11.2.    Confidentiality. Each party agrees that all information furnished to it by the other party, or information of the other party to which it has access under this Agreement, shall be deemed the confidential and proprietary information (collectively referred to as “Confidential Information”) of the Disclosing Party and shall remain the sole and exclusive property of the Disclosing Party (the Party furnishing the Confidential Information referred to as the “Disclosing Party” and the other Party referred to as the “Receiving Party”). Each party shall treat the Confidential Information and the contents of this agreement in a confidential manner, shall use such information only to the extent necessary to perform its obligations hereunder and neither party may directly or indirectly disclose the same to anyone other than its employees on a need to know basis and who agree to be bound by the terms of this section, without the written consent of the Disclosing Party. Information will not be deemed Confidential Information hereunder if such information (i) is known to the Receiving Party prior to the receipt from the Disclosing Party directly or indirectly from a source other than one having an obligation of confidentiality to the Disclosing Party; (ii) becomes known (independent of disclosure by the Disclosing Party) to the Receiving Party directly or indirectly from a source other than one having an obligation of confidentiality to the Disclosing Party; (iii) becomes publicly known or otherwise ceases to be secret or confidential, except through a breach of this Agreement by the Receiving Party; (iv) is independently developed by the Receiving Party; or (v) is required to be released by law or regulation, provided that the Receiving Party provide prompt written notice to the Disclosing Party of such impending release, and the Receiving Party cooperate fully with the Disclosing Party to minimise such release.

11.3.    Marketing. Unless Customer at any time requests otherwise, Arclid may refer to Customer by name and with logo in Arclid’s marketing materials and website and, subject to Customer’s review and approval, may promote Customer’s business use of the Services through a press release, advertising and other marketing literature.
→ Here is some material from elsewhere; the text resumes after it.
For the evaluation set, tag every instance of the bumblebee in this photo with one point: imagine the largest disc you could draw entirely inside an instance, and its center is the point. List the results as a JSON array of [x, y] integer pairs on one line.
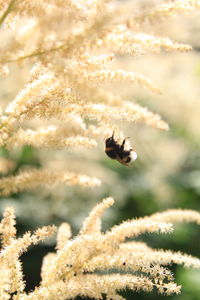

11.4.    Assignment. Neither party may assign its rights or delegate its duties under this Agreement either in whole or in part without the prior written consent of the other party, except to an affiliate or a party that acquires substantially all of the assigning party’s assets or a majority of its stock as part of a corporate merger or acquisition. Any attempted assignment or delegation without such consent will be void. This Agreement will bind and inure to the benefit of each party’s successors and permitted assigns.

12.    Entire Agreement
These Terms and Conditions together with any documents expressly referred to in them, contain the entire Agreement between Arclid and Customer relating to the subject matter covered and supersede any previous Agreements, arrangements, undertakings or proposals, written or oral, between us in relation to such matters. No oral explanation or oral information given by any party shall alter the interpretation of these terms and conditions. In agreeing to these terms and conditions, you have not relied on any representation other than those expressly stated in these terms and conditions and you agree that you shall have no remedy in respect of any misrepresentation which has not been made expressly in this Agreement. Arclid may amend this Agreement at any time by posting the amended Agreement on our site or by giving you notice by e-mail. Any amended Agreement will govern new user registrations from the date that it is posted on our website. Existing users will be bound by the amended Agreement after the expiry of 30 days following the date of notice. No other amendment to this Agreement will be effective unless made in writing, signed by you and by Arclid.